5. Molto probabilmente la parrucca rosa che ho messo, e per la quale ho ricevuto i complimenti dalla cassiera del supermercato, mi ha dato alla testa. Si sarà messa d’accordo con la mela.

Cronache di una pazzia: i festeggiamenti per il grande ritorno

Dopo 1 mese, 10 giorni, 22 ore e 45 minuti è tornato. Il forno, non il neurone che si era disperso nel vuoto della mia scatola cranica.

Ho avuto modo, durante questi giorni, di pensare a lui. Non capivo perché avesse voluto rompersi. “Perchè?” mi chiedevo appena alzata. “Perché?” mi chiedevo sotto la doccia. “Perché?” mi chiedevo mentre triste mi accingevo a preparare un piatto di pasta senza forno. “Perché?” mi chiedevo mentre ero fuori a bere un Vodka Collins allo zenzero preparato senza l’ausilio del forno. Forse perché non l’avevo usato abbastanza? Non gli avevo dato la giusta importanza?

E così passarono le settimane, tra progetti vari da mettere in atto una volta tornato in azione. Per capire il livello di pazzia raggiunta, ero talmente addolorata da questa momentanea lite tra me e il forno che anche Mr Geom aveva iniziato ad accusare strani sintomi di fornite. Fermi ad un semaforo aspettando il verde, si gira verso di me e mi fa “Quale sarà il primo piatto che cucinerai una volta che tornerà?”. Non c’era nemmeno bisogno di specificare di chi parlasse. Ormai il forno era entrato nei nostri pensieri. “Sai, non so, ci ho penato un sacco di volte. All’inizio pensavo che avrei fatto dei cupcake per il grande ritorno, poi però ho pensato che sarei dovuta andare a comprare gli ingredienti, troppo programmato. Poi ho pensato a un ritorno in grande stile, del tipo che lo volevo tenere acceso tutta la notte a 50°C per rifare lo yogurt. Poi ho anche pensato a un gran cenone, tutto al forno: pasta pomodoro e basilico al forno, petto di pollo in padella nel forno e tiramisù al forno. Il tutto annaffiato con una coca cola al forno. Alla fine però ho avuto l’illuminazione suprema: appena arriverà butterò la prima cosa che trovo nel forno, tipo un gatto”.

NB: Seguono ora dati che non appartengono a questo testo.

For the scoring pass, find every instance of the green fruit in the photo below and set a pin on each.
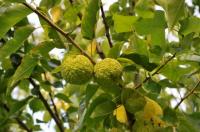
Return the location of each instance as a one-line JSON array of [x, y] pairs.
[[108, 72], [77, 69]]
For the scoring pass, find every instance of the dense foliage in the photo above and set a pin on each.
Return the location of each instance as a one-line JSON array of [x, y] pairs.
[[131, 67]]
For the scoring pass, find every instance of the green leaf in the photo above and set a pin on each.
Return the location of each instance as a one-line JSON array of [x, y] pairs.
[[124, 23], [104, 109], [141, 60], [11, 16], [62, 97], [114, 52], [144, 8], [153, 26], [170, 115], [190, 25], [23, 71], [19, 105], [36, 105], [90, 91], [178, 66], [134, 102], [90, 19], [24, 84], [15, 1], [14, 44], [100, 99], [174, 9], [43, 48], [153, 87]]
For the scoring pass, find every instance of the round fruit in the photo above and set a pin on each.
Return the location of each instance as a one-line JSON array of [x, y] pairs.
[[108, 72], [77, 69]]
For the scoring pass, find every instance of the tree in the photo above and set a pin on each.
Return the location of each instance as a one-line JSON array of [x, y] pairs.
[[121, 69]]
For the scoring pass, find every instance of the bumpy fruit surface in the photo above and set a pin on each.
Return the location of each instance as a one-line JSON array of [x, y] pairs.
[[77, 69], [108, 72]]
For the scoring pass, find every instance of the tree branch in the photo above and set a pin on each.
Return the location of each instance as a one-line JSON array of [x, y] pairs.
[[66, 35], [21, 123], [106, 25], [79, 14], [100, 52], [187, 95], [155, 72], [41, 97], [54, 106]]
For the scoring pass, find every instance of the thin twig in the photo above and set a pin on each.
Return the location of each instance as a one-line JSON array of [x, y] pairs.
[[106, 25], [79, 14], [100, 52], [155, 72], [21, 123], [54, 106], [66, 35], [41, 97], [187, 95]]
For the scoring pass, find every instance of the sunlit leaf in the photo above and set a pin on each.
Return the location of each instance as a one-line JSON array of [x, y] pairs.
[[11, 16]]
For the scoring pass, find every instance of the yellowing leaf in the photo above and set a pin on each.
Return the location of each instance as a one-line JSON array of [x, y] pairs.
[[91, 49], [65, 106], [121, 115], [56, 13], [152, 109]]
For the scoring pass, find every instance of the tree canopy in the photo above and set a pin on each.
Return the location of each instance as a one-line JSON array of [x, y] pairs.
[[74, 65]]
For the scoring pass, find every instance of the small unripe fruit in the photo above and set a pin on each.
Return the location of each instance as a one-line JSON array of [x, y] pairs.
[[77, 69], [108, 72]]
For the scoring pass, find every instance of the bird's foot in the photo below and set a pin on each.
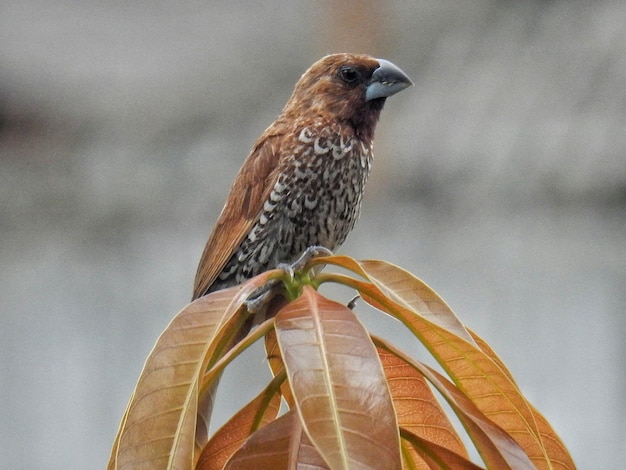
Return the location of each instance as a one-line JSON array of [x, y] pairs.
[[259, 297], [308, 254], [352, 302]]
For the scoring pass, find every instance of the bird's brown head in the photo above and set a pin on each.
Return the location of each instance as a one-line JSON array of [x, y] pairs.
[[349, 88]]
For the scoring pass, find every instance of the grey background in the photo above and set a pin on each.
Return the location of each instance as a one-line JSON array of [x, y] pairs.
[[500, 179]]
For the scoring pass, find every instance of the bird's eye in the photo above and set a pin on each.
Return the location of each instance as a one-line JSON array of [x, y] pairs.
[[349, 74]]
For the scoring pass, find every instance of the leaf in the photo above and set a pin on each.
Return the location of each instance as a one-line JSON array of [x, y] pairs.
[[338, 384], [417, 409], [437, 456], [281, 444], [230, 437], [498, 449], [277, 366], [475, 373], [554, 446], [158, 430]]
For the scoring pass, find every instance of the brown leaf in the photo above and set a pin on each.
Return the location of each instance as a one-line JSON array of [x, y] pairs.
[[275, 360], [282, 444], [554, 446], [230, 437], [159, 426], [338, 384], [475, 373], [417, 409], [496, 447], [436, 456]]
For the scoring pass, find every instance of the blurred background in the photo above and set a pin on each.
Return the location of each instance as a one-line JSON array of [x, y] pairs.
[[499, 179]]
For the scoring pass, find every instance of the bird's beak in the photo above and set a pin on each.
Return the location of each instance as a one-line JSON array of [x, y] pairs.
[[386, 80]]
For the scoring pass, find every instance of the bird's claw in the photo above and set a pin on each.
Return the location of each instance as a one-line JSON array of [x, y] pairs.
[[259, 297], [352, 302], [308, 254], [288, 269]]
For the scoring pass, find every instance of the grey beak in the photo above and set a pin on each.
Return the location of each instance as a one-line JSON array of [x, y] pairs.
[[386, 80]]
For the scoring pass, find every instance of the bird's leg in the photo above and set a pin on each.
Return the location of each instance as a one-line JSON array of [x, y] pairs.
[[260, 297], [306, 256]]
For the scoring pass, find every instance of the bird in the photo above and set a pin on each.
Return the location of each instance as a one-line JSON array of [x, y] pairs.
[[302, 183]]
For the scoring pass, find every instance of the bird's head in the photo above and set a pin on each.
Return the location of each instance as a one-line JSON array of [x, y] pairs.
[[349, 88]]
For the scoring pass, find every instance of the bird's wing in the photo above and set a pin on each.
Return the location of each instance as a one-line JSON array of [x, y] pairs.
[[251, 188]]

Dopo una lunga, lunghissima attesa, finalmente ecco la frase che tanto aspettavo: “Il forno arriva lunedi”. E come ogni giorno mi sveglio, mi vesto, faccio colazione, vado all’università. Ma oggi è diverso. Oggi so che quando tornerò a casa ci sarà lui ad aspettarmi. Lui… lui…. Occavolo. Lui chi? Possibile che io, che do il nome anche agli orsetti gommosì (uno per uno. E ovviamente poi non riesco a mangiarli), anche alla bottiglia d’acqua che mi porto all’università, alla casa dove abito, per non parlare dei 20 nomi che ha il mio gatto nero. Ecco, io non ho dato un nome al mio forno?? NON HO DATO UN NOME AL MIO FORNO?????

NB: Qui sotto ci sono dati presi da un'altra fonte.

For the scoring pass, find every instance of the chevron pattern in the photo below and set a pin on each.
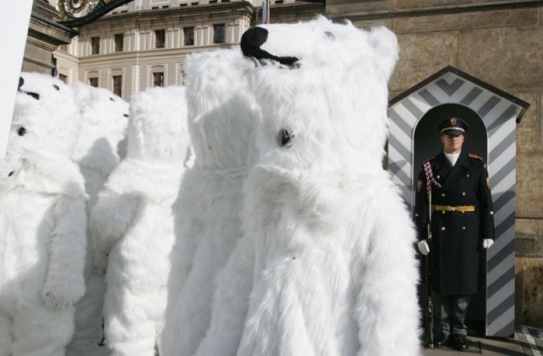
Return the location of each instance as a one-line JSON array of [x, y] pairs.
[[499, 115]]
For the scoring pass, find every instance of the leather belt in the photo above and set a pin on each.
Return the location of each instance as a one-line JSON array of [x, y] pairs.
[[461, 208]]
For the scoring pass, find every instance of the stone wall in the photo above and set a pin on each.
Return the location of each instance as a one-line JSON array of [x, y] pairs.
[[500, 43]]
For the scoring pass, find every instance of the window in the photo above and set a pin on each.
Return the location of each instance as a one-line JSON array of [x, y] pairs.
[[118, 85], [158, 79], [188, 34], [119, 42], [95, 45], [160, 37], [219, 34]]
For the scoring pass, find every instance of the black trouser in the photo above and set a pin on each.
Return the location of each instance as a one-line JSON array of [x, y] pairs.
[[450, 313]]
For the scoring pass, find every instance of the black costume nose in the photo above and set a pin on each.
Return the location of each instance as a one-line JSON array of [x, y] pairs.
[[250, 44]]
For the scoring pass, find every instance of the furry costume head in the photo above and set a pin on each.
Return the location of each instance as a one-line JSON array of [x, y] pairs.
[[42, 138], [222, 111], [104, 118], [46, 118], [153, 137], [323, 91]]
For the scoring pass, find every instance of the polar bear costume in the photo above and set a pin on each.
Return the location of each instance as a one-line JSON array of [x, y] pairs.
[[133, 221], [222, 121], [42, 222], [104, 118], [335, 268]]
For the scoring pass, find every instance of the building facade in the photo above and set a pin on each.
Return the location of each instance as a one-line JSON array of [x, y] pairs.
[[499, 42], [145, 43]]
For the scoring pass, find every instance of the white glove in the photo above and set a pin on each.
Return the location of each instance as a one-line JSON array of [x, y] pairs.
[[423, 247]]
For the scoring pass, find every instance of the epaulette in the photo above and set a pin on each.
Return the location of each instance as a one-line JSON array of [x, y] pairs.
[[472, 156], [428, 160]]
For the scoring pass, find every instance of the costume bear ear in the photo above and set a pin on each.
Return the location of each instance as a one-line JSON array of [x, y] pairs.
[[386, 44], [250, 44]]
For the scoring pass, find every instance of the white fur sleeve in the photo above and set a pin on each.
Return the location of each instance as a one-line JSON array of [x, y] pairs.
[[387, 310], [64, 284], [111, 217]]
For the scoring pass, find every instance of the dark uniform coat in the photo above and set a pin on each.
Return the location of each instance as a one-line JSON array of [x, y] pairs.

Ora capisco. Oh forno mio, hai avuto ragione ad andartene per 1 mese, 10 giorni, 22 ore e 45 minuti. Non ti avevo dato un nome. Sono stata imperdonabile.

Ma oggi ho rimediato. Vi presento Bernardo, il mio forno.

Mi sembra superfluo dire che da oggi per almeno un mese a casa mia non si useranno padelle o altre pentole, a meno che non possano andare in forno. I festeggiamenti dureranno almeno per 10 anni.